My Take | Kim Jong-un in Beijing shows why it is good to have nuclear bombs
The essential difference between the North Korean leader and Iranian Supreme Leader Ayatollah Ali Khamenei is that between the haves and the have-nots of the ultimate weapon

In a beauty pageant, the three winners would hold appeal to different members of the audience who would naturally focus on their favourites. I wonder if something similar happened as the world looked on last week while Xi Jinping, Vladimir Putin and Kim Jong-un stood together at the massive military parade in Beijing.
If you are a grand geostrategist, you might be fascinated or astonished by the three leaders standing together like long-lost brothers. If you were Donald Trump, you might be envious, seeing how instead of himself, Xi was the one sandwiched between two of the US president’s favourite strongmen.

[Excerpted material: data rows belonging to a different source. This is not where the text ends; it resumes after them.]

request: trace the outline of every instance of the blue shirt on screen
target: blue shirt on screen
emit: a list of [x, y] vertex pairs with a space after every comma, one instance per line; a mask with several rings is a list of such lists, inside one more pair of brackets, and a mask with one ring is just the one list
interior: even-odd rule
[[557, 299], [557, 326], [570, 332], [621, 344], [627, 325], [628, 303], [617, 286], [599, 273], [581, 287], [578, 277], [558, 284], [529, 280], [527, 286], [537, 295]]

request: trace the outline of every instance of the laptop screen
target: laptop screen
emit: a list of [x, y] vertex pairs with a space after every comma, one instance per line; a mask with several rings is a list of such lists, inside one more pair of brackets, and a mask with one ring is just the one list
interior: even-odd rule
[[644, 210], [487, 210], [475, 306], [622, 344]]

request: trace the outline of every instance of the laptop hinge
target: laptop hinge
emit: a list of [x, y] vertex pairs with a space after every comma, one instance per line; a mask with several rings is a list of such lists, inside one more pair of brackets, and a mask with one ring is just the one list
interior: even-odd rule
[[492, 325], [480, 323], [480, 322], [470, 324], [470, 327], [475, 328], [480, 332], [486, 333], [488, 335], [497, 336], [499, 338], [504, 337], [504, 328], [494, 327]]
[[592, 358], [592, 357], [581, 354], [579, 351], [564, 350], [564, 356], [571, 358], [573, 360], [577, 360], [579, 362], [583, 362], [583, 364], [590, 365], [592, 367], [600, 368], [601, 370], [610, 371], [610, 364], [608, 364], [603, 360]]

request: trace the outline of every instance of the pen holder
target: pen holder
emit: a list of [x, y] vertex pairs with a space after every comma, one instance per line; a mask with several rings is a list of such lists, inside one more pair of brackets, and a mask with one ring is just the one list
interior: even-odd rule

If you were Ukrainian leader Volodymyr Zelensky, you might focus your anger on Putin. But if you were Ayatollah Ali Khamenei, the supreme leader of Iran, you might be overwhelmed by jealousy at the sight of Kim smiling and acting like a world leader, while Khamenei himself was only recently hiding in a bunker with most of his top generals wiped out during the 12-day war with Israel and the United States in June.
Consider the vast difference in life’s outcomes between Kim and would-be proliferators of nuclear weapons and/or other weapons of mass destruction, who tried but were either prevented, or stopped themselves, from pursuing them.
The hanging of Iraq’s Saddam Hussein almost completely decapitated him. Libya’s Muammar Gaddafi died with a machete stuck in his posterior. Syria’s Bashar al-Assad is reportedly hiding somewhere in Russia, under the protection of Putin.
The lesson here for Khamenei and other surviving Iranian leaders is unmistakable.